Il preambolo era necessario per far capire le ragioni di un processo come quello che si è concluso ieri e il significato che questo potrebbe avere (il condizionale è d’obbligo). Alla fine del 2016 la procura di Roma, coinvolgendone altre fino a richiamare l’attenzione della Direzione Distrettuale Antimafia, aprì un filone di indagine su Andrea Costa, presidente di Baobab Experience e su altre due attiviste, una delle quali non legata al Baobab ma iscritta a Rifondazione Comunista. Si volevano trovare gli elementi di un piano criminoso attraverso cui si sosteneva il traffico di esseri umani. La Dia ben presto si disinteressò di tale indagine che, a differenza di quanto accaduto finora per vicende che avevano i solidali come protagonisti, continuò invece per le procure interessate. Vennero eseguite per i 3 accusati intercettazioni telefoniche e ambientali, si seguirono i tracciamenti bancari, scoprendo che il presidente di Baobab aveva un conto in rosso di euro 9,60, si cercò di dimostrare in ogni modo che i tre avevano concorso in un reato gravissimo, punibile con una pena fino ai 18 anni di carcere. Omicidio? Rapina a mano armata? Violenza sessuale? Niente affatto, i 3 avevano, come tranquillamente ammesso, raccolto i soldi per pagare i biglietti di un treno che da Roma avrebbe portato 8 cittadini sudanesi e uno del Ciad al campo di accoglienza della Croce Rossa sito a Ventimiglia. Il viaggio era dovuto al fatto che i 9 non volevano restare a dormire in strada e sapevano che a Ventimiglia, che ricordiamo a chi ha imbastito il processo, fa parte dello stesso Stato italiano (non sono neanche stati aiutati ad entrare illegalmente), avrebbero trovato migliori condizioni di vita. Ebbene per costoro si ipotizzava il reato di “favoreggiamento dell’immigrazione clandestina”, come ha avuto modo di dichiarare il primo degli imputati che si è esposto pubblicamente, Andrea Costa, “un vero e proprio processo politico”. Ci sono state due udienze, fatte sembra in maniera molto sbrigativa e, cosa che non sempre accade nei nostri tribunali, 15 giorni fa era stata fissata la data per la sentenza: il 3 maggio 2022, nel tribunale di Piazzale Clodio. Il processo ha acquisito risalto dopo una conferenza stampa che si è tenuta alla Sala della Stampa Estera, dove tanto i legali degli imputati quanto esperti nel settore hanno potuto dimostrare l’insussistenza di qualsiasi ipotesi di reato, anche seguendo i dettami delle leggi xenofobe che ci governano.

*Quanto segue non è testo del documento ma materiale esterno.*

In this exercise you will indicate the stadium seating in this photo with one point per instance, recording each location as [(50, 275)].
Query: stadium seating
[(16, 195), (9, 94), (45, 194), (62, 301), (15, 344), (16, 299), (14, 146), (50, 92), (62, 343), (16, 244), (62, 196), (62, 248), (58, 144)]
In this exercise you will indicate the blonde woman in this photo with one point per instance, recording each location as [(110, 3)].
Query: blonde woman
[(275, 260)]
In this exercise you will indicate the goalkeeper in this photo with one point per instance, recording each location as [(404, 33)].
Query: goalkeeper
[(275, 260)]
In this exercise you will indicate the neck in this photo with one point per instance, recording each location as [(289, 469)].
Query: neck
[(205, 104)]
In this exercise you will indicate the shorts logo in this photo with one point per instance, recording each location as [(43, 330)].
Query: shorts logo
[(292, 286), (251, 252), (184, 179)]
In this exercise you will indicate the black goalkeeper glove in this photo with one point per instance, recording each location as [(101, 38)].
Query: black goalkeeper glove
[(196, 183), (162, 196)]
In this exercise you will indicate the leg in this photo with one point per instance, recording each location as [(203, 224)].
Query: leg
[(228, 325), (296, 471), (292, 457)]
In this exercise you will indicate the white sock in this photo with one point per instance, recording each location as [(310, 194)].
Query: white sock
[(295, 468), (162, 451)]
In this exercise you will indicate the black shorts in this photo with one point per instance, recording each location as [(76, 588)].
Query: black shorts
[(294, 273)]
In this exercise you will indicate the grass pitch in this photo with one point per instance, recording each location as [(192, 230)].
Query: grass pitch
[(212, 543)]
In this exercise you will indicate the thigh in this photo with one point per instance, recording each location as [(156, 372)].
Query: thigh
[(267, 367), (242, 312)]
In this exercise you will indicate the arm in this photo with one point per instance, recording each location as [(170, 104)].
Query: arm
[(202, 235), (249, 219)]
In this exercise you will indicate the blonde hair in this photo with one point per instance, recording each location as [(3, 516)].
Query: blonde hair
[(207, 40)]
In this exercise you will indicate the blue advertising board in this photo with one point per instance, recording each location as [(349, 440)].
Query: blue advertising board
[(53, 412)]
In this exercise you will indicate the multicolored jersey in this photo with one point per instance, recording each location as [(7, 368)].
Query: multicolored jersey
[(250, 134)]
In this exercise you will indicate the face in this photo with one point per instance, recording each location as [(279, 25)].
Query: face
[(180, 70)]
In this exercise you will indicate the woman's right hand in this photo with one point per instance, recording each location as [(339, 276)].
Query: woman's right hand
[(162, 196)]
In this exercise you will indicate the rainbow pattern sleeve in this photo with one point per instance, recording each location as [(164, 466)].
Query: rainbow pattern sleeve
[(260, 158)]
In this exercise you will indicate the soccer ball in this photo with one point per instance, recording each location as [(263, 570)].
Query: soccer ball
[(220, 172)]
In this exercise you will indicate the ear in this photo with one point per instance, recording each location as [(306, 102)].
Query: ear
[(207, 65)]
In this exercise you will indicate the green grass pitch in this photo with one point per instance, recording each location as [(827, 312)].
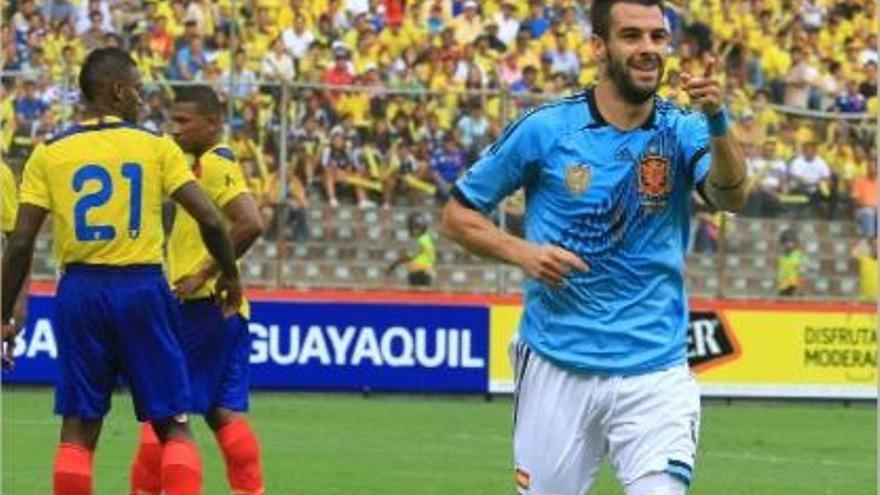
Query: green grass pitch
[(395, 445)]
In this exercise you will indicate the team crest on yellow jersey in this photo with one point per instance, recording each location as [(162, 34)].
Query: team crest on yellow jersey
[(577, 178)]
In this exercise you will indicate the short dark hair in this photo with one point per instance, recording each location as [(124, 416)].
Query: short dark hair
[(600, 14), (203, 97), (103, 66)]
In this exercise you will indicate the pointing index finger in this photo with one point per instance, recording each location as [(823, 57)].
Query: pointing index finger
[(710, 66)]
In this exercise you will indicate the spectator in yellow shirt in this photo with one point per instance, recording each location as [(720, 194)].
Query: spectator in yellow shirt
[(866, 256), (468, 25)]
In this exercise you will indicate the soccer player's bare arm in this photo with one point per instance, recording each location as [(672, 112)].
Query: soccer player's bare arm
[(194, 201), (246, 226), (478, 234), (726, 186), (17, 266)]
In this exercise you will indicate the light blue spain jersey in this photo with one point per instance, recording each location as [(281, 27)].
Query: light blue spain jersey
[(619, 200)]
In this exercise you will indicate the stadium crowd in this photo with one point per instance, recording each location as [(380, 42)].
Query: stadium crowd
[(411, 130)]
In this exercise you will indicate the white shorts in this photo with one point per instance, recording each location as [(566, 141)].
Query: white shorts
[(566, 422)]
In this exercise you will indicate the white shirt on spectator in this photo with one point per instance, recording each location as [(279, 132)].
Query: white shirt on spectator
[(810, 172), (357, 6), (770, 173), (812, 15), (297, 44), (83, 23)]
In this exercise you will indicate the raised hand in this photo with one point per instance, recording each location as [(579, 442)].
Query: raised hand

Ma la preoccupazione era alta, al punto che la mattina del giorno della sentenza, alcune centinaia di attiviste/i, richiedenti asilo e rifugiati, si sono radunati davanti al tribunale in trepidante attesa. L’udienza, iniziata anche in ritardo di un’ora circa in cui chi era in piazza discuteva animatamente della assoluta assenza di valore giuridico delle accuse ma collettivamente rifletteva anche su quanto, il proliferare in Italia e in Europa di normative di legge di dubbia costituzionalità ed evidentemente contrarie anche a quanto resta del diritto internazionale, avessero sdoganato qualsiasi tipo di interpretazione del codice penale. E quando, poco dopo le 13,30, sono giunti i primi messaggi WhatsApp con cui si annunciava la piena assoluzione degli imputati, l’argine si è rotto ed è partito un lungo, interminabile potente e commosso applauso. Ma ha lasciato ancor più sbigottiti il fatto che a dichiarare che “il fatto non sussiste”, facendo quindi decadere tutte le accuse, sia stato il Gup, il Pubblico Ministero, che in tribunale dovrebbe sostenere le ragioni dell’accusa. Pochi minuti dopo, i due fra i 3 imputati che avevano scelto di presenziare, sono usciti dal tribunale e accolti da un abbraccio collettivo e forte, di quelli che danno il senso ad un’attesa tanto tormentata. Andrea Costa, intervistato poco dopo, dichiarava serenamente che “quei biglietti li avrebbe ricomprati il giorno stesso se ci fosse stata l’esigenza di farlo” e che per lui, tornato da poco da una missione di soccorso in Ucraina per cui non ha incontrato ostacoli, “non esistono rifugiati da accogliere o da respingere, esiste un dovere etico e morale più importante di quelli che dominano oggi”. La giovane di Rifondazione Comunista, ora il nome si può fare, si chiama Sara Zuffardi e di lei vanno orgogliosi tanto i genitori quanto l’intero partito, dopo un momento di sollievo per la soluzione del processo, si è immediatamente rimessa al lavoro. Lei segue molto le vicende sudanesi e coloro che rimasti in Italia fanno parte di una diaspora e si battono per il ripristino delle libertà democratiche nel loro paese. Quindi il primo atto da cittadina assolta è stato quello di cercare di fare in modo che esperienze politiche italiane e questa diaspora trovassero un ulteriore momento di contatto e di confronto.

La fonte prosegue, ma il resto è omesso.